Pocas
cosas son tan variables como el concepto de lujo que tiene cada ciudadano. A mí
me parece un lujo que haya escuelas taurinas sostenidas con fondos públicos; en cambio, creo que merece
la pena tener una buena orquesta que se dedique a ofrecer una programación de
conciertos y otras actividades para la difusión de la música clásica. Imagino
que quien tenga puestas sus esperanzas en el arte de Cúchares
que pueda desarrollar su hijo pensará todo lo contrario, que para qué tiene
que estar él pagando de sus impuestos a unos violinistas que leen esos símbolos
tan raros que hay en
las partituras. Si no somos capaces de ponernos de acuerdo en qué es fundamental y qué
es accesorio, estaremos haciendo un flaco favor a las futuras generaciones. La
asistencia sanitaria, social y educativa de las personas deberían ser los tres
pilares básicos e intocables de una sociedad que quiera denominarse humana.
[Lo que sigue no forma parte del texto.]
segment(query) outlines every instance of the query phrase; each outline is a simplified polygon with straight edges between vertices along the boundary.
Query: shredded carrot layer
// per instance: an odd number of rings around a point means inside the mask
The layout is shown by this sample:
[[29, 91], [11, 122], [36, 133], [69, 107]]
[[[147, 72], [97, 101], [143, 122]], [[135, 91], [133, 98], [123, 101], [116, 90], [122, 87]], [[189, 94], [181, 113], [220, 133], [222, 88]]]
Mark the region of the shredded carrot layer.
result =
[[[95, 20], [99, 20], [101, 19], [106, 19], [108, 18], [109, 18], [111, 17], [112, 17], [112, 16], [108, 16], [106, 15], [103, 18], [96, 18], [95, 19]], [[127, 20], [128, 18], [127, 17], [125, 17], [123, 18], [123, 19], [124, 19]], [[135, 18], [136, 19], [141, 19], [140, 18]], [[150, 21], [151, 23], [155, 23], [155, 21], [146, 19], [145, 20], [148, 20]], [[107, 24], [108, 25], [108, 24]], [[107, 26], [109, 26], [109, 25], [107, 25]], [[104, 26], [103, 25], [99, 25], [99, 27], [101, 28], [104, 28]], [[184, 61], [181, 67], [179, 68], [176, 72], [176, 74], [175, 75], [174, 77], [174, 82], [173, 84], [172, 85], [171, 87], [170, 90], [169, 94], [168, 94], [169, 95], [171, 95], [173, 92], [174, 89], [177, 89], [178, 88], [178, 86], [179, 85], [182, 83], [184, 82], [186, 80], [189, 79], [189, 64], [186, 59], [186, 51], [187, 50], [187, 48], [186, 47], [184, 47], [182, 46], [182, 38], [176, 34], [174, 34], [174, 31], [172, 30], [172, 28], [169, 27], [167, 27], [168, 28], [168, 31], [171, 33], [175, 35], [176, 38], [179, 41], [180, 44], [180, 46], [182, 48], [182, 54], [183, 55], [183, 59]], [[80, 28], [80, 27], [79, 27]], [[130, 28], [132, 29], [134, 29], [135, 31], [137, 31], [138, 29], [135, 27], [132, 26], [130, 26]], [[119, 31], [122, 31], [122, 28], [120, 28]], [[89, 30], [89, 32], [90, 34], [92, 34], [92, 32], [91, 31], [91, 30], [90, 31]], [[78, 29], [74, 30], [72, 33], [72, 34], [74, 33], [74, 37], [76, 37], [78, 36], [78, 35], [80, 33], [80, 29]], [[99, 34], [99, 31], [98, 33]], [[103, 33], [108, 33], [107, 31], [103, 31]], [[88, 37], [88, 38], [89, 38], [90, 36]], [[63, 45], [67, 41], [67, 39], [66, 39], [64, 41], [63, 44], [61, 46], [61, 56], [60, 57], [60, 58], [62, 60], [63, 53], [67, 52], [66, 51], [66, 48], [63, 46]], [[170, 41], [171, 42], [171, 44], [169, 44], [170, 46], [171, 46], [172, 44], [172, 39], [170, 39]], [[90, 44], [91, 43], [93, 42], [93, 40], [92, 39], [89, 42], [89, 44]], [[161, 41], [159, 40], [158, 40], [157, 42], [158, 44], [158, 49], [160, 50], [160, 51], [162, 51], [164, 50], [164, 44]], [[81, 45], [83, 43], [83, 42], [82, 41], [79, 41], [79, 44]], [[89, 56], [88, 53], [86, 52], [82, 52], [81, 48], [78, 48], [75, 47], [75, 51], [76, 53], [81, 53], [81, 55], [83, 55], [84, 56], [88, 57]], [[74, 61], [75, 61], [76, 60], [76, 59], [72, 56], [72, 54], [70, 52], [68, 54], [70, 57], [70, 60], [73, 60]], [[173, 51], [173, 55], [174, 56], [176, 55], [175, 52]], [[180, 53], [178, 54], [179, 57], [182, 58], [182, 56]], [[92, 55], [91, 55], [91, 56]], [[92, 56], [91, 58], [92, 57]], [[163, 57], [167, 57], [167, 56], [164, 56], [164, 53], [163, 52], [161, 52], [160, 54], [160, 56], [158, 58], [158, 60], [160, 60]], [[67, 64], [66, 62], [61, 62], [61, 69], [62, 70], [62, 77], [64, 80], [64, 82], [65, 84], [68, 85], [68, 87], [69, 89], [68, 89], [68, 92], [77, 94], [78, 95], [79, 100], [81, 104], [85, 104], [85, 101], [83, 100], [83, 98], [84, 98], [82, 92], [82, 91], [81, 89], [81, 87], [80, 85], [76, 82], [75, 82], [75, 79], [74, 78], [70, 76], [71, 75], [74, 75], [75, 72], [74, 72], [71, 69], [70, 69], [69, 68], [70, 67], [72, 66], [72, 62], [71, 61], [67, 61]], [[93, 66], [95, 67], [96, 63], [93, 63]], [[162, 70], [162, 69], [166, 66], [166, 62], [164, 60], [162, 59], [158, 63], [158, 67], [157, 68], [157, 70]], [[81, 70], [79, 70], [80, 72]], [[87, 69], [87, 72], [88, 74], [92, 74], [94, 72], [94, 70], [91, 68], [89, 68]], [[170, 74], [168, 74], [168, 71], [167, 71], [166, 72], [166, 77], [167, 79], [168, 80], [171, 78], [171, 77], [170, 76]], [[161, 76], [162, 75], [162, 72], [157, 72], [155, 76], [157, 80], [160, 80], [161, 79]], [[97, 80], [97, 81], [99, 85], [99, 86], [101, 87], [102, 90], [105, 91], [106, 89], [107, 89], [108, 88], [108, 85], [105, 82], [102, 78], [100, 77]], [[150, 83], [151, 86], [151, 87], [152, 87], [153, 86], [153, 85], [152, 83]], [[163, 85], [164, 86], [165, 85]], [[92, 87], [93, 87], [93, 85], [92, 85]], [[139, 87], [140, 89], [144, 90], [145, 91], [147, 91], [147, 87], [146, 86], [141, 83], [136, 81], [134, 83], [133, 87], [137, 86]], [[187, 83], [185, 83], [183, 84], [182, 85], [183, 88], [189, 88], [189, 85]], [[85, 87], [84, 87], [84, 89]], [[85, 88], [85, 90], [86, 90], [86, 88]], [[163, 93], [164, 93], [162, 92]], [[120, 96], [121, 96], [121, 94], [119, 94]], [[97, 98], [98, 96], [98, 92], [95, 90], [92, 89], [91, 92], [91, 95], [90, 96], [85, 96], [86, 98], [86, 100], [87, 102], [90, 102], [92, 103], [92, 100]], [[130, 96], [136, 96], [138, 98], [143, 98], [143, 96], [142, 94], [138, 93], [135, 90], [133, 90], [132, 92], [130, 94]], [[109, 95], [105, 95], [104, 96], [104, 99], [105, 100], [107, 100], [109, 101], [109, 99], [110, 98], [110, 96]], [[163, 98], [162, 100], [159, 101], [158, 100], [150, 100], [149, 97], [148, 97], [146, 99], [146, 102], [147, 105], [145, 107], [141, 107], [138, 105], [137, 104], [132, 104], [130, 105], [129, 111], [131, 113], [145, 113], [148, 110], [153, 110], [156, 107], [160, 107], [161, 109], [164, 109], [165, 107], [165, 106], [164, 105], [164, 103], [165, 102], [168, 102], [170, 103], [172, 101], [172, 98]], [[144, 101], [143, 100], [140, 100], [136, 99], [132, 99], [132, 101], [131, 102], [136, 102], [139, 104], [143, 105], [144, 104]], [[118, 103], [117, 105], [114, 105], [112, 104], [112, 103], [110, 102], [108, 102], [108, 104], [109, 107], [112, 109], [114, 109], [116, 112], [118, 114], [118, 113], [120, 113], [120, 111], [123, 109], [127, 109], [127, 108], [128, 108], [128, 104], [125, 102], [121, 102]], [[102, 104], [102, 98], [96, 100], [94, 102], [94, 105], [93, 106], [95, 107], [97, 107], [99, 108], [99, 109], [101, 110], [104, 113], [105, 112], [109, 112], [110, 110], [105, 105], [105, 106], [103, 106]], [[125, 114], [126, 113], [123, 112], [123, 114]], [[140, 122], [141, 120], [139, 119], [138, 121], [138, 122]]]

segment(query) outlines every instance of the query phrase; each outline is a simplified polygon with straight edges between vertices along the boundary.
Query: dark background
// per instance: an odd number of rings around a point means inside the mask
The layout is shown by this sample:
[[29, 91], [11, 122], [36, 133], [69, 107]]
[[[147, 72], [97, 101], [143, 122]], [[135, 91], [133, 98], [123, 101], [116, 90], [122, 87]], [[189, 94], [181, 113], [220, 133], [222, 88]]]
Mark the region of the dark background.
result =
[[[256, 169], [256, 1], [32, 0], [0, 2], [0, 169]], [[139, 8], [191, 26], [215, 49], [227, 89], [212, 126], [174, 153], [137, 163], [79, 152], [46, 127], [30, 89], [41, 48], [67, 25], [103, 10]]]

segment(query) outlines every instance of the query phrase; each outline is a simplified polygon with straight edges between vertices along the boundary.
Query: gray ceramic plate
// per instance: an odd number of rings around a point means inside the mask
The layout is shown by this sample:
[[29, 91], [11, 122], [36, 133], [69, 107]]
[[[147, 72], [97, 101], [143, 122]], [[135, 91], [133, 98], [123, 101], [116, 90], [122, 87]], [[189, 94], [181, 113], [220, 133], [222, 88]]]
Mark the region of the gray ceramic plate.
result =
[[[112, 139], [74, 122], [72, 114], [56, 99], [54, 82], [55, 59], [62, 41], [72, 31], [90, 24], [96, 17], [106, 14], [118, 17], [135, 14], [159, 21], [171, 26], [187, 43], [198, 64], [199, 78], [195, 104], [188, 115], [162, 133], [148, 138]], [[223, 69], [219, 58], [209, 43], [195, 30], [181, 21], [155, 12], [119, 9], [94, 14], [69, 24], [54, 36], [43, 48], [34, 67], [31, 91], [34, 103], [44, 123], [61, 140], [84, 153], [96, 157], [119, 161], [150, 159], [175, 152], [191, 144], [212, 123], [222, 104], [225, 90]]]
A
partir de ahí entramos en
terrenos discutibles: una autopista, un
tren de alta velocidad o un hipermercado pueden ser más o menos necesarios,
pero se puede sobrevivir sin ellos. Una fuente ornamental o la ayuda a un
equipo profesional de baloncesto serían dos ejemplos de elementos superfluos y
prescindibles, de esos que habría que ahorrarse ahora y quizá siempre. Y en medio de todo queda la
cultura, en
tierra de nadie. Muchos pensando que es innecesaria y sin atreverse a decirlo
públicamente Pero la veda está a punto de abrirse, ya hay quien habla de lujos
innecesarios y sólo nos queda que se vuelva a poner de moda aquella canción de Kortatu: La cultura es tortura, no nos
vamos a engañar.
Publicado en la contraportada de EL PERIÓDICO EXTREMADURA el 3 de octubre de 2011.